Applications of Distribution Law

The distribution law affirms that a solute gets spread between the two layers of immiscible solvents in such a method that the proportion of its absorption in each solvent becomes equivalent to the proportion of its solubility.

The amount of extracted substance is more if a lesser amount of solvent is used many times relatively than using a larger amount of solvent fewer time.

Applications of Distribution Law

The distribution law can be applied to a number of physical and chemical processes. Thus the association of the solute in one phase can be ascertained, and degree of association and therefore, the molecular mass of the solute in a given liquid can be found out. The law may also be used to determine the degree of dissociation of acids, bases or salts in a solvent. Other examples are given below;

(a) The degree of hydrolysis of substances can be conveniently studied. The hydrolysis of aniline hydrochloride in water can be followed from the distribution of aniline hydrochloride between water and benzene. Thus for this reaction,

Aniline hydrochloride (Salt) + Water (H2O) ↔ Aniline (Base) + Hydrochloric acid (Acid)

Thus, Kh = {[Base] x [Acid]} / {[Salt] x [H2O]}

By applying the principle of equilibrium it can be shown that,

Kh = {C12 (1+vK)} / {C2 – C1(1+vK)}

where C1 is the concentration of the base in aqueous layer (C1 and C2 are expressed in Mol L-1), C2 the original concentration of the salt, K the distribution coefficient and v is the volume of benzene in liters added to 1 liter of water.

(b) The formula of the complex CuSO4.4NH3 was confirmed from the studies of the distribution of ammonia between chloroform and aqueous Copper Sulphate Solution.

(c) Another example of the application of the distribution law can be demonstrated by finding the equilibrium constant for the equilibrium.

Determination of Solubility: The value of K is equal to the ratio of solubility of the solute in the two solvents.

K =C1/C2 = S1/S2

If the value of K and solubility of the solute in one solvent is known then we can calculate the solubility of a solute in other solvents.

Solvent Extraction: Extraction of one substance from a solution containing various substances by using a suitable solvent is known as solvent extraction. “The amount of extracted substance is more if a smaller amount of solvent is used many times rather than using a larger amount of solvent a fewer time”.

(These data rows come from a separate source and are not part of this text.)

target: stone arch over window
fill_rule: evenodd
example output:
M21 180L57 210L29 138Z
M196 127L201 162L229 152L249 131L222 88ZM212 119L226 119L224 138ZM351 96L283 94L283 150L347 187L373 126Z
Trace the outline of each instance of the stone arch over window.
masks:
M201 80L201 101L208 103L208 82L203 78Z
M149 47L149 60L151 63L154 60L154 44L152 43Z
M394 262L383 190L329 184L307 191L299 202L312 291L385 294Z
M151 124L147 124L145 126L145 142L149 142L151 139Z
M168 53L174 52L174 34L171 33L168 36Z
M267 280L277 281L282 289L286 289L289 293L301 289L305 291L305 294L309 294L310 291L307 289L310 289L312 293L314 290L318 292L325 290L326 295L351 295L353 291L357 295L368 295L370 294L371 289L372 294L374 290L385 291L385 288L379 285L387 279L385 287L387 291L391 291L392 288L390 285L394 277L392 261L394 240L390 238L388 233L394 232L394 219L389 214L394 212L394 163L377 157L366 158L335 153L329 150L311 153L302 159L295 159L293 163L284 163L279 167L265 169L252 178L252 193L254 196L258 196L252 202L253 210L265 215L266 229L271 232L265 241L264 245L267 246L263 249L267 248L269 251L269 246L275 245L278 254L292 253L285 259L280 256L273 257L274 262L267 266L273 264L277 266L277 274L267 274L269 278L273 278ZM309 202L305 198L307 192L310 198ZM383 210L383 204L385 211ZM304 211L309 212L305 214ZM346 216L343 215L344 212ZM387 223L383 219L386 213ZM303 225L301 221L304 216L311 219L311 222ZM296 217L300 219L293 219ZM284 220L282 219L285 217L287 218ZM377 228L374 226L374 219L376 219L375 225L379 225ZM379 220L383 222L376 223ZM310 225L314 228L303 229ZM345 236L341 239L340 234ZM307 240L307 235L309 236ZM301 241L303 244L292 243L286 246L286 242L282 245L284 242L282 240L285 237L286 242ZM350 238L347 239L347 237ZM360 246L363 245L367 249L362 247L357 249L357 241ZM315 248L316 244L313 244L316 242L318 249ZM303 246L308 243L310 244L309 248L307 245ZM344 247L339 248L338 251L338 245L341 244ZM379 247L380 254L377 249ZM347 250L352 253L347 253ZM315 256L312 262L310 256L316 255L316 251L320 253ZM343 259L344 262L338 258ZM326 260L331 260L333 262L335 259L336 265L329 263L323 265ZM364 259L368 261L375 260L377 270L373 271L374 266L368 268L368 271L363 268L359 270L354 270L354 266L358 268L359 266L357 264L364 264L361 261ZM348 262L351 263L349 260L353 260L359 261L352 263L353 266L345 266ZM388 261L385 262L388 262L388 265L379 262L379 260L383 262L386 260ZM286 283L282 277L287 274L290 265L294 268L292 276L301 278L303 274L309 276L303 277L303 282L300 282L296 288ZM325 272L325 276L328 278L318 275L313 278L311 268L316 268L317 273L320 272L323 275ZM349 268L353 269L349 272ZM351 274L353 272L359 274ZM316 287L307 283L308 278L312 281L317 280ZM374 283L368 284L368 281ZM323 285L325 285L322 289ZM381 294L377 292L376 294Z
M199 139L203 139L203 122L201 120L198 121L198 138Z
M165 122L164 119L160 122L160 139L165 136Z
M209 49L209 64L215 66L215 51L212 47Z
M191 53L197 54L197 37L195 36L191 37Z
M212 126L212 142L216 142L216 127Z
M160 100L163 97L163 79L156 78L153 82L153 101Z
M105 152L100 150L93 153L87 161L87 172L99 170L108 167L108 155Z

Real-life Applications of Distribution law:

  • Solvent removal;
  • Separation chromatography;
  • A release of drug from quantity forms;
  • Conservation of emulsions and creams;
  • Formation of a solubilized structure.
  • One substance can be extracted from the solution containing a variety of substances.
  • Used in high act liquid chromatography.
  • The solubility of drugs in water and other solvents and in a mixture of solvents can be predicted.
  • Structure-activity relationship (SAR) for a series of drugs can be studied.

Limitations of Distribution Law:

Stable temperature: The temperature is kept stable during the experiment.

Same molecular state: The law does not hold if there is an association or dissociation of the solute in one of the solvents. The molecular state of the solute has to stay stable when in make contact with the solvent. It should not endure dissociation or involvement.

Equilibrium concentrations: The concentrations of the solute are noted after the balance has been established.

Dilute solutions: The concentration of the solute in the two solvents is low. The law does not hold when the concentrations are high. The solute that is being dispersed shall not on ant situation imprudent towards the solvents being used.

Among the applications of Nernst’s distribution law, the most significant and attractive one is the extraction of a material dissolved in one solvent by another solvent, the two solvents being partially miscible or immiscible.